De acordo com o parlamentar, além do grupo conhecido internamente como “puro sangue”, a articulação passou a contar com integrantes do Podemos, do Partido Novo e de outras legendas que, segundo ele, ainda negociam adesão. O objetivo central, explicou, é apresentar um palanque unificado de oposição ao presidente Lula em Sergipe e, ao mesmo tempo, garantir sustentação política ao ex-presidente Jair Bolsonaro no Estado.
“Nunca deixaremos Bolsonaro só. Sergipe construiu carreatas gigantescas em 2018 e 2022, e vamos repetir essa mobilização. Bolsonaro terá, sim, uma base sólida por aqui”
Valadares rejeitou as críticas de que menciona o ex-presidente em excesso. Ele disse que a associação ao nome Bolsonaro é estratégica para deixar clara a identidade do projeto que lidera.
“Alguns dizem que, de cada dez palavras minhas, onze são Bolsonaro. Então vou falar doze, treze, catorze vezes. O eleitor precisa saber quem está do nosso lado”

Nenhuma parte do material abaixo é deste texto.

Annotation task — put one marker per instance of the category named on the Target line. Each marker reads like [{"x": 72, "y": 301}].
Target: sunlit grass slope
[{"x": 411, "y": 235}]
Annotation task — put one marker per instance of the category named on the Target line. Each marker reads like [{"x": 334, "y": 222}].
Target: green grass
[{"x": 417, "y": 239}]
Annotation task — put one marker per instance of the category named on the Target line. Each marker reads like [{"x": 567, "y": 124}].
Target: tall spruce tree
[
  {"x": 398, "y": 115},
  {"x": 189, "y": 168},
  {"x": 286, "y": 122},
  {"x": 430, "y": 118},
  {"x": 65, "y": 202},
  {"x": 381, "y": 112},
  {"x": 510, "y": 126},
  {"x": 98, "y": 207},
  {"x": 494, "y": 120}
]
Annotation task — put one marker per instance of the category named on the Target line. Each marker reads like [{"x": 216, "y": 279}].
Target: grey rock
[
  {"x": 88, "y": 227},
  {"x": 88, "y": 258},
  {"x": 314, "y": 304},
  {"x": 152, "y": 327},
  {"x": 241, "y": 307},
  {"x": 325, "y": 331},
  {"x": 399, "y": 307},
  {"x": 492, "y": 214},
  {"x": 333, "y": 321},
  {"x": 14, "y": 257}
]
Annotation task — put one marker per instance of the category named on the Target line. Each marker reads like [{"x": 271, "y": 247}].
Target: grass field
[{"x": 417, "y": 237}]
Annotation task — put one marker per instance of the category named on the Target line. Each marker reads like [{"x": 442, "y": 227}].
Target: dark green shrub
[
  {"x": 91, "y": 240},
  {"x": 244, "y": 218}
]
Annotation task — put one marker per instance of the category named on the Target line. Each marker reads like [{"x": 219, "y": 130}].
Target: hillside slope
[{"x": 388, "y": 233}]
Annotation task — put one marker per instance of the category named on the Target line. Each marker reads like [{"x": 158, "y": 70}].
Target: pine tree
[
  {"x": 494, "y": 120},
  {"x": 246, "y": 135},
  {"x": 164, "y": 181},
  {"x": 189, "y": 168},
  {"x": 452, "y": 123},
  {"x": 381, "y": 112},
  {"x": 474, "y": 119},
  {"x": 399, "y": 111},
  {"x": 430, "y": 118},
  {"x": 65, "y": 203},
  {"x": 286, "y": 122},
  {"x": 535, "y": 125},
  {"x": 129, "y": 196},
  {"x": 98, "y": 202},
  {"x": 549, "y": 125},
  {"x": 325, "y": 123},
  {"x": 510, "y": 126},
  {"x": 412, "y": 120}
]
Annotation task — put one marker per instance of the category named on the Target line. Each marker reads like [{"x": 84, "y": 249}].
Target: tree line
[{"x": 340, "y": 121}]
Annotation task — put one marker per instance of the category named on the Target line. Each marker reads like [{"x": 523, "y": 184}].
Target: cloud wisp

O encontro desta terça-feira contou com discursos de Carlos Bolsonaro e de lideranças locais. Nos bastidores, aliados apontaram a possibilidade de o grupo lançar uma chapa majoritária completa, com candidatos ao Governo, ao Senado e à Câmara Federal. A formação definitiva, porém, depende do avanço das conversas com as demais siglas.
Sobre o rótulo “puro sangue”, Valadares avaliou que a fase de exclusividade partidária ficou no passado. Ele lembrou que o cenário político mudou após 2022, exigindo amplitude maior para enfrentar as próximas disputas.
Também presente à reunião, o presidente estadual do Podemos, que preferiu não ser citado, confirmou que a sigla “dialoga para construir um bloco robusto”. Segundo ele, a convergência programática gira em torno de pautas econômicas liberais, segurança pública e valores considerados conservadores.
Com o reforço de novas legendas, Valadares se diz otimista quanto à competitividade eleitoral do grupo em 2026. Ele acredita que a base bolsonarista chegará às urnas com palanque unificado em pelo menos 70% dos municípios sergipanos, aproveitando o desempenho obtido pelo ex-presidente no segundo turno de 2022, quando Bolsonaro venceu em 36 das 75 cidades do estado.
Enquanto articula alianças, o pré-candidato mantém agenda de visitas ao interior. A previsão, segundo sua equipe, é percorrer até setembro todos os 12 territórios de desenvolvimento definidos pelo governo estadual, reforçando a mensagem de oposição ao Planalto e de defesa de uma “agenda econômica liberal”.
Nos próximos meses, o grupo deverá apresentar um esboço de plano de governo contendo propostas para geração de emprego, redução de impostos estaduais e combate à criminalidade, temas que, segundo Valadares, “dialogam com o sentimento de mudança do eleitor sergipano”.